Wel of geen bemiddeling
Centrale vraag in het geschil tussen Booking.com en het Bpf reisbranche is (kort door de bocht) of Booking.com al dan niet als een (reis)agent kan worden gezien, een specifiek soort van bemiddelaar. Als dat zo is, dan is Booking.com namelijk verplicht om zich aan te sluiten bij het pensioenfonds en moeten er dus ook (met terugwerkende kracht) pensioenpremies worden afgedragen.
Dat wel of niet bemiddelen is een vraag die steeds terugkomt in de discussie over online platforms. Kort samengevat is er sprake van bemiddeling wanneer je (tegen betaling) een rol speelt bij het tot stand brengen van overeenkomsten tussen andere partijen. Denk aan een makelaar die een koper en verkoper van een woning met elkaar in contact brengt. De makelaar is zelf niet de contractpartij, maar zorgt er wel voor dat het koopcontract uiteindelijk gesloten kan worden.

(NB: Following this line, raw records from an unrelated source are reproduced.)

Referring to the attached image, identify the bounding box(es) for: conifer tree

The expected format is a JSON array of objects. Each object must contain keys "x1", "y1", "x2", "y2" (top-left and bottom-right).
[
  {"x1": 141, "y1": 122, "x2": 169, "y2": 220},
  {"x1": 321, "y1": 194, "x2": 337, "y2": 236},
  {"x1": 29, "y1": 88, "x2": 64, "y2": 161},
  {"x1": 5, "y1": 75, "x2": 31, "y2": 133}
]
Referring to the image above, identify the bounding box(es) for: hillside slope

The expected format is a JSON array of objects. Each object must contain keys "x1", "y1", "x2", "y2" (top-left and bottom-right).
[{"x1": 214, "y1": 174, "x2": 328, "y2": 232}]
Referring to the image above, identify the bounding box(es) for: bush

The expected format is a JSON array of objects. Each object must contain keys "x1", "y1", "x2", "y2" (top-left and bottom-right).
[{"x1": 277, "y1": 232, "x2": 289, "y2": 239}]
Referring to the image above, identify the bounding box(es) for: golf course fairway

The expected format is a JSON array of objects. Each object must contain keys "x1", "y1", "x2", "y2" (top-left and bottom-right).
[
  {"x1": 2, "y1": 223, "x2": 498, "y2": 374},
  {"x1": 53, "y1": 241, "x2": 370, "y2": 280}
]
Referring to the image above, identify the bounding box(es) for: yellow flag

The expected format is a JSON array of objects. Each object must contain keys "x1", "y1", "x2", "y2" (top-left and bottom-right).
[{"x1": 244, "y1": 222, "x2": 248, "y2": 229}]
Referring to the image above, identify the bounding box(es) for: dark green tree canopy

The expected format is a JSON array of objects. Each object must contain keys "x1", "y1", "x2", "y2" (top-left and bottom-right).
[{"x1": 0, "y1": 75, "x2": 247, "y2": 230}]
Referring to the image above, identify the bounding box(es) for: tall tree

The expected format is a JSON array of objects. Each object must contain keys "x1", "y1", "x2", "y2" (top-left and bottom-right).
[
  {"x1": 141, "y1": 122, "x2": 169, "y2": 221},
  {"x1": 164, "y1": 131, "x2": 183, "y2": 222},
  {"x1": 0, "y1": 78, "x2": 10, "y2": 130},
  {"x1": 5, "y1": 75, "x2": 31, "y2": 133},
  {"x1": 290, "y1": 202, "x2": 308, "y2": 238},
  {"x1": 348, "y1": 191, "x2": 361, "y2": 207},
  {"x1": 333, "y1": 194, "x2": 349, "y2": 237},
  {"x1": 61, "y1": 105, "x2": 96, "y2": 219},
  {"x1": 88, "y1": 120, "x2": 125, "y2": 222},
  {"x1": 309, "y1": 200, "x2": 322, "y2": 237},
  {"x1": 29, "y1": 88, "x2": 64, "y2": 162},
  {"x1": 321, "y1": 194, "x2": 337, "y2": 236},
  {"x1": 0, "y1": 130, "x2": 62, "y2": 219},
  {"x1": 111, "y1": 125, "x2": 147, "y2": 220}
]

Veel online platforms vervullen een soortgelijke functie. Soms is de rol van het platform relatief beperkt, denk aan Marktplaats.nl. Je kunt daar eenvoudig een advertentie plaatsen, maar de platformaanbieder doet verder niet zo veel. Je moet zelf contact opnemen met de wederpartij en onderhandelen over de prijs en verdere voorwaarden. Bij de uiteindelijke (koop)overeenkomst is Marktplaats.nl nauwelijks betrokken. Andere platforms bemoeien zich echter verdergaand met de juridische afwikkeling. De vraag is hóe ver die bemoeienis moet gaan voordat je van bemiddeling (in juridische zin) kunt spreken.
Online prikbord
Booking.com stelt zich op het standpunt dat zij niét bemiddelt en dus ook niet moet worden aangemerkt als een reisagent. Het Gerechtshof Amsterdam leek het eerder met Booking.com eens te zijn. In 2019 kwam zij tot het oordeel dat Booking.com niet moet worden gezien als bemiddelaar, maar als een ‘online prikbord’. Booking.com verzamelt advertenties en maakt die op een gestructureerde manier inzichtelijk. Dat maakt Booking.com nog géén bemiddelaar, en zij was volgens het Gerechtshof dus ook niet verplicht om pensioenpremies af te dragen. Een opmerkelijk oordeel, want de Rechtbank Midden-Nederland was eerder in een soortgelijke rechtszaak juist tot het inzicht gekomen dat er bij dit soort platforms wél sprake is van bemiddeling.
Advies aan de Hoge Raad
Het Bpf reisbranche heeft cassatie ingesteld tegen het oordeel van het Gerechtshof Amsterdam. Eerder deze maand werd de conclusie van de Advocaat-Generaal gepubliceerd. Volgens haar is Booking.com helemaal geen online prikbord. Daarvan zou volgens de AG alleen sprake zijn bij platforms die erop gericht zijn om rechtstreeks contact tussen gebruiker en aanbieder tot stand te brengen, om hen in de gelegenheid te stellen om zonder betrokkenheid van het platform een overeenkomst te sluiten. Maar de rol van Booking.com gaat veel verder dan dat. Zo kunnen gebruikers via het platform direct een reservering plaatsen en een betaling doen. In wezen wordt de volledige contractsluiting dan door Booking.com gefaciliteerd.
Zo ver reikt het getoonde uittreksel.